Yang membuat momen itu menjadi viral justru adalah reaksinya. Ia terlihat benar-benar terkejut, bahkan seperti tidak siap menghadapi kenyataan bahwa sekelompok profesional muda yang baru lulus ternyata tidak antusias mendengar kata “AI”.

Kita melihat dua pengalaman yang sangat berbeda tentang masa depan bertemu secara langsung. Di satu sisi, ada yang berbicara tentang inovasi dan percepatan. Di sisi lain, ada sekelompok anak muda yang mungkin sedang bertanya-tanya apakah mereka masih memiliki tempat di dalam masa depan yang sedang digambarkan tersebut.

Banyak komentar setelah kejadian itu menganggap reaksi para mahasiswa sebagai bentuk ketakutan terhadap teknologi atau penolakan terhadap perubahan.

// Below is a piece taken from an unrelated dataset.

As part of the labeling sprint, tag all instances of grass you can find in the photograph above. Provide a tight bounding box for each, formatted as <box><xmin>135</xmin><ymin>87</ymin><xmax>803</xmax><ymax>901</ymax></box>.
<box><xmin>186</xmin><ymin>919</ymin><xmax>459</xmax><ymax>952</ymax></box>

Menurut saya, penjelasan itu terlalu sederhana.

Sebagian besar anak muda saat ini justru sudah menggunakan AI dalam keseharian. Mereka menggunakannya untuk mencari ide, merangkum email panjang menjadi tiga poin, bahkan mencari tahu apakah persediaan saus pedas, sekaleng jagung, dan sebungkus mi instan di kulkas bisa diubah menjadi makan malam. Biasanya, jawabannya bisa.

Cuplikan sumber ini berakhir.